それがクレイとアレイヤの決着を見たノーセンの感想だった。
アレイヤが敗北したのは予想外だ。
どの様な決着だったのかはアレイヤの背後に隠れて見えなかったが、そのアレイヤを負かした少女が目の前にいる。
改めて観察すると、なんと美しい少女だろうか。
首から下はノーセンの好みではなかったが、成長すれば絶世の美女になる事だろう。
ノーセンはクレイをまっすぐ見つめる。
視線が合う、ノーセンは心の中でほくそ笑んだ。
「驚いたな……まさかアレイヤを倒すとはな」
落ち着いて、ゆっくり話す事を心がける。
とにかく会話で時間を稼ぐ。
10秒でなくとも、なるべく。
さて、どういった内容にしようか。
誰かの奴隷になる為に冒険者を志し、ついに御主人様を見付けた。
ノーセンに敗北してそれを確信する。
こんな感じか。
「どうだ?アレイヤが言っていた様に俺のモノになるっていうのは、良い提案だと思うぞ?」
「何度も言うが、お断りだ」
「そうか、まぁ、今すぐ決める事ぁ無ぇんじゃないかね」
クレイもノーセンも互いに目線を外さず会話を続けている。
何度も10秒を数えてきたノーセンにとって、この10秒という時間を測る事だけは敏感だった。
既に10秒経過している。
もうすぐ20秒だ。
「お前は殺さない。
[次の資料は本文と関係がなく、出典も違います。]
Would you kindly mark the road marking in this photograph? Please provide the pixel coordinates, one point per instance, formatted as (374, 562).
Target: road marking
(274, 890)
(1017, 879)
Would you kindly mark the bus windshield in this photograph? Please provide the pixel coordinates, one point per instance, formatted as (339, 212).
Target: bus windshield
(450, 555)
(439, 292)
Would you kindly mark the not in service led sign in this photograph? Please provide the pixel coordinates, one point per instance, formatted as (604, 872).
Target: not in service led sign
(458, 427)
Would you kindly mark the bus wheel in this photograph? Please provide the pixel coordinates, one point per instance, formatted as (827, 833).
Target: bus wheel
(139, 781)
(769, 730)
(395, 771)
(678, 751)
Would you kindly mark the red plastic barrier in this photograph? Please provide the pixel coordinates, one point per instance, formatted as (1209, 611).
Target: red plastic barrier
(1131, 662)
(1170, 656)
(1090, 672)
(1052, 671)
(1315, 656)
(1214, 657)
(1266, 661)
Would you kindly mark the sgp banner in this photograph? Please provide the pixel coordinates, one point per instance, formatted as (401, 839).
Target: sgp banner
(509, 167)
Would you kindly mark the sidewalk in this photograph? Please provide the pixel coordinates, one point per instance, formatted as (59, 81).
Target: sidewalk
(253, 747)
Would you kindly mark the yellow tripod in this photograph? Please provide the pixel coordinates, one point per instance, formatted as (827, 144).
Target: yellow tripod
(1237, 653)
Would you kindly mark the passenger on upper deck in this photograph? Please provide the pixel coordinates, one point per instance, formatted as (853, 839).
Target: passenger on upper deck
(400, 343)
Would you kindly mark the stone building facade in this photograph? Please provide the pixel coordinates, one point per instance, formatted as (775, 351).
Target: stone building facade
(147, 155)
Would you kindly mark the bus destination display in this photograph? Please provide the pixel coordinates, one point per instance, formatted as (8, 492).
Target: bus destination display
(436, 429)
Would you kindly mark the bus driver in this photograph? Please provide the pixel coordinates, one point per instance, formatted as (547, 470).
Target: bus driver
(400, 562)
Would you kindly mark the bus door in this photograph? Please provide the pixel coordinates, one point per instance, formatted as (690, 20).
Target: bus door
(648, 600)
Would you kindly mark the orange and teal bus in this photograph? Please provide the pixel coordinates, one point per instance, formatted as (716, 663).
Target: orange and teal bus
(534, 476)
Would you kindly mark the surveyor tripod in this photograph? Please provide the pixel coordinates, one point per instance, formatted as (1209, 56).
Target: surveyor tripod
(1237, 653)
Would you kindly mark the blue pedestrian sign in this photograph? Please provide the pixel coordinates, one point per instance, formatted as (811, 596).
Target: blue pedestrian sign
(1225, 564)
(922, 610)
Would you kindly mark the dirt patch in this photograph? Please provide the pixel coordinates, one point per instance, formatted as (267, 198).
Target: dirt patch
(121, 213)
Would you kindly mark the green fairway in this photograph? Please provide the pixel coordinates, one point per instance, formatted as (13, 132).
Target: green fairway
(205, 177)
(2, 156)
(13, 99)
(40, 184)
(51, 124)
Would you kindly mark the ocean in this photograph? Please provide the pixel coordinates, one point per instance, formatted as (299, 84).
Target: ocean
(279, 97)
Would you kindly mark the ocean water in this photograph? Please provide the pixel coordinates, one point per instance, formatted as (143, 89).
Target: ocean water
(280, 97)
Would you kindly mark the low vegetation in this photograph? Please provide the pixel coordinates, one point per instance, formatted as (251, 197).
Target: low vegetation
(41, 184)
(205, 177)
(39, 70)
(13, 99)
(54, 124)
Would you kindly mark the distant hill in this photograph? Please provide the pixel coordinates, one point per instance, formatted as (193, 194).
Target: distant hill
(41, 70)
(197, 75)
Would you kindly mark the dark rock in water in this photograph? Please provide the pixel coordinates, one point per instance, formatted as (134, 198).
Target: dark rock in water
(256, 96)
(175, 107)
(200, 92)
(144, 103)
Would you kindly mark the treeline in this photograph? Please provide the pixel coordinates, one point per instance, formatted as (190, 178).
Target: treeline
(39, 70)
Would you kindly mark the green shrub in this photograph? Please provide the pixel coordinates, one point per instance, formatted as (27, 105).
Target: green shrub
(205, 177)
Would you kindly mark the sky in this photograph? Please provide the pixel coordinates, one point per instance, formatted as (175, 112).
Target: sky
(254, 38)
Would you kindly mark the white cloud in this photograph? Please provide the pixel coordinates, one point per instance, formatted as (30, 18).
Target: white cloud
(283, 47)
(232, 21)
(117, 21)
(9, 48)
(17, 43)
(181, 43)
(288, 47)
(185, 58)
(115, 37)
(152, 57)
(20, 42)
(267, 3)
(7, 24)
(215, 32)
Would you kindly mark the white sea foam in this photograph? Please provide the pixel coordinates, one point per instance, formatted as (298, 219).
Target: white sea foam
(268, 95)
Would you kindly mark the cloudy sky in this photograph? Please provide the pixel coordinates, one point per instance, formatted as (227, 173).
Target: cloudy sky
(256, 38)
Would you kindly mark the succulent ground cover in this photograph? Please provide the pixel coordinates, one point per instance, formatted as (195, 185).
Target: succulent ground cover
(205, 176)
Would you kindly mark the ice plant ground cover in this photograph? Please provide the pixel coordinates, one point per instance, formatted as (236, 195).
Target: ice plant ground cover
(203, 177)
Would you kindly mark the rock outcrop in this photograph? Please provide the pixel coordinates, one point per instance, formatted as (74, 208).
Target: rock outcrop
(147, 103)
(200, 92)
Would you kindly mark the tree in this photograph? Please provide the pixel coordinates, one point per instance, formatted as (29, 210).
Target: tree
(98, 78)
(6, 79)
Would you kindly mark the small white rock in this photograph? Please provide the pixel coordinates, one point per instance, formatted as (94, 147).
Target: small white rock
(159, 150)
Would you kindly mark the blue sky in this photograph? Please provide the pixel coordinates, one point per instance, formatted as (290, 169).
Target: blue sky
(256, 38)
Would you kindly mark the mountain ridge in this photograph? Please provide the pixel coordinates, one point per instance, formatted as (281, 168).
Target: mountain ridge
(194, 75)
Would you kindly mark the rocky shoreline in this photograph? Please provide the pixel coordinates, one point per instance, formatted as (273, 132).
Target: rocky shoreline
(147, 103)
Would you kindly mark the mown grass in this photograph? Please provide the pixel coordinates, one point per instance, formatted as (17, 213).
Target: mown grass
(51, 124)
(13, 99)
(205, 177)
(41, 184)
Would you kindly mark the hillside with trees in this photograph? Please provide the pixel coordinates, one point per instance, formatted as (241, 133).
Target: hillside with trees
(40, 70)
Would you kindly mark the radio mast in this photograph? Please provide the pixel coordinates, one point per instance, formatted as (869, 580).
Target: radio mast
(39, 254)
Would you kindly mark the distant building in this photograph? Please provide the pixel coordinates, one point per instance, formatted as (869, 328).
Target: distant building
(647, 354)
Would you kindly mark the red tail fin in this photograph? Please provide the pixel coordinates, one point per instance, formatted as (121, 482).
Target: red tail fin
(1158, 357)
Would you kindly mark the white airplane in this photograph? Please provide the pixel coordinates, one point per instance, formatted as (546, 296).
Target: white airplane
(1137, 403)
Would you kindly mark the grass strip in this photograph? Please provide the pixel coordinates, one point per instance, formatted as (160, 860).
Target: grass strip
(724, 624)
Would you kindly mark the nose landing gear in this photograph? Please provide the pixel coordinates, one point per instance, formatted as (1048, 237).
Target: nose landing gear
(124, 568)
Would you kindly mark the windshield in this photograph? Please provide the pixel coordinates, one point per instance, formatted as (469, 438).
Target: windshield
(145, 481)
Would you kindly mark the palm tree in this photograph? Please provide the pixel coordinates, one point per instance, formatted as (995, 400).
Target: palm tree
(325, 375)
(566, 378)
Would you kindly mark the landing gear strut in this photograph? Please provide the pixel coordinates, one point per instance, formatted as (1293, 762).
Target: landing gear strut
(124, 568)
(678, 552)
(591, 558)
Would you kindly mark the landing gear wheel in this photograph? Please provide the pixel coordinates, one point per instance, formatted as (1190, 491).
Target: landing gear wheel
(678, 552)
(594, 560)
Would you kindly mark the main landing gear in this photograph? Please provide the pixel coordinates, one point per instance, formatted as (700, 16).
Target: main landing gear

手配中の人物だからな。そこは心配しなくていい」
クレイは剣を消して拳を握る。
「お~お~、有り難い事だ」
あの時は良く見えなかったが、この娘は武器を自由に出し入れできるようだ。
魔法武器……だったか、この年齢にしてその使い手の様だ。
これがあれば武器の持ち込みができない場所でも武器を持ちこむ事が出来る。
ますます欲しい。
そして条件を満たしている以上、この娘は既に自分のモノだと言って過言ではない。
「だが俺は黙って捕まるつもりは無いぜ?」
ノーセンは両腕を軽く広げ、クレイの攻撃を促した。
クレイは彼へと跳躍し、顔めがけて拳を放つ。
ノーセンは勝利を確信していた。
彼女がどの様な攻撃をしようと、適当に体を動かすだけで敗北を目指す彼女が勝手に攻撃を外してくれる。
こうやって頭を右に傾けるだけで……
「ゴヘァッ!」
ノーセンの左頬にクレイの小さな右拳が突き刺さり、勢いよく地面に倒れ込んだ。
顔面から地面に激突したせいで、鼻血がとめどなく流れてくる。
何故だ。
確かに条件は満たしたはず……!
どうして自分に攻撃を当てられる……!?
「う~ん、喰らった感じからして……しばらく目線を合わせると効果を発揮するタイプかな?無意識部分に命令を割り込ませて、思考に矛盾が生じても気付かず、対象が自発的にその命令に従う。でも効果はそこまで長く続かない……そんなところかな?」
「な、なぜ……」
――何故分かった!?
どういう事だ?
以前から『力』について知っていた?
いや、ならもっと有効な対処をしてくるはずだ。
そもそも何かしらの対処を行った素振りは無かった。
では何故この娘は『力』の影響を受けないんだ?
『力』を正面から受け止めて、無効化し、それを解析する……そんな事が可能なのか?
「"人を操るタイプ"っていうのは見当がついていたら、安心して喰らう事ができたよ。こういうのを喰らうのは初めてじゃないんだよね」
眼前にクレイの拳が再び迫り、ノーセンの意識はそこで途絶えた。
「神剣の敗北~あったかもしれないクレイ達のもしもの話~」というノクターンなお話……というのを気の迷いで思いついてしまいましたが、そんな事よりとにかく続きを考えないとですね。